Der vorherige OB Dieter Reiter hat seinen Mobilitätsreferent gerne öffentlich kritisiert. Doch nun darf Georg Dunkel seinen Job behalten – womöglich aber nur, weil er Fans in der Opposition hat. 
von  AZ
Georg Dunkel soll seine Arbeit fortsetzen.
Georg Dunkel soll seine Arbeit fortsetzen. © IMAGO/STL Studio Liebhart

Wäre Dieter Reiter (SPD) OB geblieben, hätte sich einer garantiert einen neuen Job suchen müssen: Georg Dunkel. Reiter rügte seinen Mobilitätsreferenten häufig öffentlich. Die Wahl ging anders aus. Und nun darf Dunkel seinen Job behalten. Der Stadtrat wählte ihn am Mittwoch wieder.

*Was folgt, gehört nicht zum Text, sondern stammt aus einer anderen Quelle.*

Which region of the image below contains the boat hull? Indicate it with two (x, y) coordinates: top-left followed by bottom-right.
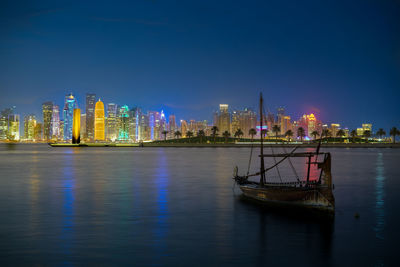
(240, 185), (335, 212)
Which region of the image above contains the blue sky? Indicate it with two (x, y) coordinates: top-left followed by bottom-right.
(0, 0), (400, 129)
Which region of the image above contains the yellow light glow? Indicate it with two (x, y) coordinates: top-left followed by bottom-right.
(72, 108), (81, 144)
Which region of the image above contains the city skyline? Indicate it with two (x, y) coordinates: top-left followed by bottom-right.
(0, 1), (400, 131)
(0, 93), (391, 143)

Georg Dunkel wurde viel kritisiert. Trotzdem darf er Mobilitätsreferent bleiben.
Georg Dunkel wurde viel kritisiert. Trotzdem darf er Mobilitätsreferent bleiben. © IMAGO/STL Studio Liebhart

Das kommt überraschend. Denn auch in der Mango-Koalition waren nicht alle mit seiner Arbeit zufrieden. Als die Freien Wähler noch eine Koalition mit der CSU bildeten, hätten sie ihn als "Immobilitätsreferenten" bezeichnet, daran erinnerte CSU-Chef Manuel Pretzl. Heute sitzen andere Freie-Wähler-Vertreter im Stadtrat, unter anderem Michael Piazolo. Er habe Dunkel als jemanden kennengelernt, der ruhig und ausgewogen vermittle. Inhaltlich sei er zwar nicht mit allem einverstanden. "Doch ich habe den Eindruck, dass wir mit vielen Inhalten durchgekommen sind." Zum Beispiel soll es einen Beauftragten für einen besseren Verkehrsfluss geben.

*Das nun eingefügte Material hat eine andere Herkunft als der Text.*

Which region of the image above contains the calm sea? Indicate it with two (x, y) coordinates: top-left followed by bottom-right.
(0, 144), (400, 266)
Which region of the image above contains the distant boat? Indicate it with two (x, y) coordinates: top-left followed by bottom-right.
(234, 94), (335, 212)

Die Linke und Volt verteidigen den Referenten

Auch in der Opposition verteidigten einige den Referenten. Für die Polarisierung beim Thema Verkehr sei der Stadtrat verantwortlich, nicht der Referent, sagte Linken-Chef Stefan Jagel.

"Das Problem war nicht, dass er das Referat nicht führen konnte, sondern dass ihm immer Steine in den Weg gelegt wurden", sagte Alexandra Lang (Volt), die früher selbst im Mobilitätsreferat arbeitete. Zum Beispiel sei das Referat vom Alt-OB nicht gut behandelt worden. "Mit einer neuen Stadtspitze wird auch das Mobilitätsreferat anders geführt werden", meinte sie.

Doch offensichtlich sehen das nicht alle so: Dunkel erhielt 46 von 79 Stimmen. Volt und Die Linke haben zusammen neun Stimmen und kündigten an, Dunkel zu wählen. Ob sie das wirklich taten, weiß man freilich nicht. Zieht man ihre neun Stimmen jedoch ab, bleiben nur noch 37 übrig. Damit hätte Dunkel keine Mehrheit gehabt – und OB Dominik Krause (Grüne) womöglich den ersten richtig großen Krach in seiner Koalition. Denn natürlich hätten alleine die Stimmen der Mango-Koalition reichen müssen.

"Die persönlichen Angriffe gehen nicht spurlos an einem vorbei"

Dunkel selbst nannte das Ergebnis hinterher "ehrlich". Er sagte außerdem, dass die vergangenen sechs Jahre nicht einfach gewesen seien. "Mir ist es ein persönliches Anliegen, die Emotionalität und Aggressivität mancher Debatten zu entschärfen", meinte Dunkel. Er dankte seinem Team und seiner Familie – die, so deutete er es an, auch einiges von dem Rathaus-Krach um ihn mitbekam: "Die persönlichen Angriffe gehen nicht spurlos an einem vorbei."